Recently, the highly anticipated EMO model has finally been launched on the Tongyi APP and is now available for free to all users. This AI model, with its unique feature of singing in photos, allows users to easily make the characters in the pictures sing or speak, attracting widespread attention.
It is reported that users only need to input an audio clip or a photo into the EMO model to make Audrey Hepburn sing "Shang Chunshan," a terracotta warrior woman speak English rap, or even have Einstein tell jokes in Chinese. This new AI-generated video feature brings users a whole new creative experience.
In the Tongyi APP, users can find the EMO product page "Quanmin Changyan" (Everyone's Singing and Acting) in the "Quanmin Stage" channel. Here, users can choose from a variety of templates, including songs, popular phrases, and emojis, and upload their own portrait photos. The EMO model will then quickly synthesize a lively and interesting video based on the selected template and photo.
Currently, the Tongyi APP has launched more than 80 EMO templates, including popular songs such as "Shang Chunshan" and "Wild Wolf Disco," as well as internet phrases like "Bowl Chicken" and "Hand Digging." This provides users with a wide range of choices. However, the Tongyi APP has not yet opened the function for users to customize their own audio clips, so users can only choose from the pre-set audio clips in the app to generate videos.

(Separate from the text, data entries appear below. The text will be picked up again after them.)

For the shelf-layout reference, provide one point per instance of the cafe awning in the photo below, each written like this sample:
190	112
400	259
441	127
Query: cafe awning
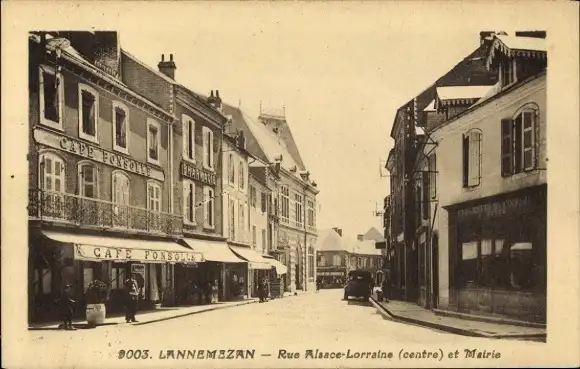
280	268
106	248
213	250
255	260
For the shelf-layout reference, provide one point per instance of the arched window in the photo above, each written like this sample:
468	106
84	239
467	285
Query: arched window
241	175
88	180
519	142
121	188
51	172
472	158
232	170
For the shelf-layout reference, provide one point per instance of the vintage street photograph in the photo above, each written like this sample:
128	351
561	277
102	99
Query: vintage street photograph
286	186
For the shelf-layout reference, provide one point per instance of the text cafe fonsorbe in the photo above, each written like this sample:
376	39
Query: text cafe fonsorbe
111	253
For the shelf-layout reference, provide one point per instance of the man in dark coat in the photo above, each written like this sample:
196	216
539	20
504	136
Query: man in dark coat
67	305
132	296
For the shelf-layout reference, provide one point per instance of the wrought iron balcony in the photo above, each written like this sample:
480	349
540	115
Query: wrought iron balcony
83	211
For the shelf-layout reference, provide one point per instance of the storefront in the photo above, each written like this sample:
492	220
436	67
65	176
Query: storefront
332	277
257	269
223	267
497	255
58	258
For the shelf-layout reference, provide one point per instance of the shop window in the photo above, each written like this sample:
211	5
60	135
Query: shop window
472	158
188	137
153	141
241	178
51	97
209	200
88	113
468	267
208	148
153	196
519	145
88	180
253	235
253	196
232	208
120	127
433	176
189	201
232	170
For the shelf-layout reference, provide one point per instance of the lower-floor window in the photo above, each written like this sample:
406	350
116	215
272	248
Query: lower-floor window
510	255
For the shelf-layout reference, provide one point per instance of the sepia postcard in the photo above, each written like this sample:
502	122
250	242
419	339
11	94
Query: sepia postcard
227	184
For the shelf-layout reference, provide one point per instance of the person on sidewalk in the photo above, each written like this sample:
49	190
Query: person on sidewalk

The EMO model is an AI model developed by the Tongyi Laboratory, and its underlying Talking Head technology is a hot topic in the current AIGC field. Compared to previous Talking Head technologies, the EMO model adopts a weak control design, which does not require 3D modeling of the face, head, or body parts to drive the portrait's mouth movements. This innovation not only reduces the cost of video generation but also greatly improves the quality of the generated videos.

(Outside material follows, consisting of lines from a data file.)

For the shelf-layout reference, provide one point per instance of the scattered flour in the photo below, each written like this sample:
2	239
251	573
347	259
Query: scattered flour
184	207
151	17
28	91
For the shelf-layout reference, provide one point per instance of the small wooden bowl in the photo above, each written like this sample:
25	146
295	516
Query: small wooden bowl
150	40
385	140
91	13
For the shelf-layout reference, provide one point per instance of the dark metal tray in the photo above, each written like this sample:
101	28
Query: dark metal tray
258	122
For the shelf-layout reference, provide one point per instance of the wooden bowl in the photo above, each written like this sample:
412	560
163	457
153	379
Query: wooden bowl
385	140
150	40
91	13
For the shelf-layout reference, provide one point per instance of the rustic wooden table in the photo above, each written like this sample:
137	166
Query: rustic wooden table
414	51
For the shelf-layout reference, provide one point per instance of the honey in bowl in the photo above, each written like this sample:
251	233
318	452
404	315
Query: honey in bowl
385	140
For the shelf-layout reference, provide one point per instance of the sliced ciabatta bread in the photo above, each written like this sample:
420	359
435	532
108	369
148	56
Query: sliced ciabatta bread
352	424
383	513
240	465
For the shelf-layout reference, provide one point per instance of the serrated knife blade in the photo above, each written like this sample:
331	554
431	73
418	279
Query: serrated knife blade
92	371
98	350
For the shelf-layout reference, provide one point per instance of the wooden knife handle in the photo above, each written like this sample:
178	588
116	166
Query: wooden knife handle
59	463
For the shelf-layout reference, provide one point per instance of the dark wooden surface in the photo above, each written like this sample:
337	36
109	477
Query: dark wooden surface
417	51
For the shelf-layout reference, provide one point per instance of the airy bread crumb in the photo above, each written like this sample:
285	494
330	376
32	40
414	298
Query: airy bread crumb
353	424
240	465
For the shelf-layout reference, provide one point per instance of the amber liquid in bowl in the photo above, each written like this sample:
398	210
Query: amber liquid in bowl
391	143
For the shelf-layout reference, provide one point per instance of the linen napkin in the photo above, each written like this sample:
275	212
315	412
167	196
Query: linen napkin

In addition, the EMO model also has the ability to learn and encode human emotions. It can accurately match the audio content with the character's expressions and mouth movements, and reflect the tone and emotional color of the audio onto the character's micro-expressions, making the generated videos more vivid and realistic.
In late February of this year, the Tongyi Laboratory released a research paper on the EMO model, making it one of the most attention-grabbing AI models after SORA. Now, the launch of the Tongyi APP allows everyone to experience the creativity of this cutting-edge model for free.
In the future, with the continuous development and improvement of EMO technology, it is expected to be widely applied in various fields such as digital humans, digital education, film and television production, virtual companionship, and live e-commerce, bringing more innovation and convenience to users.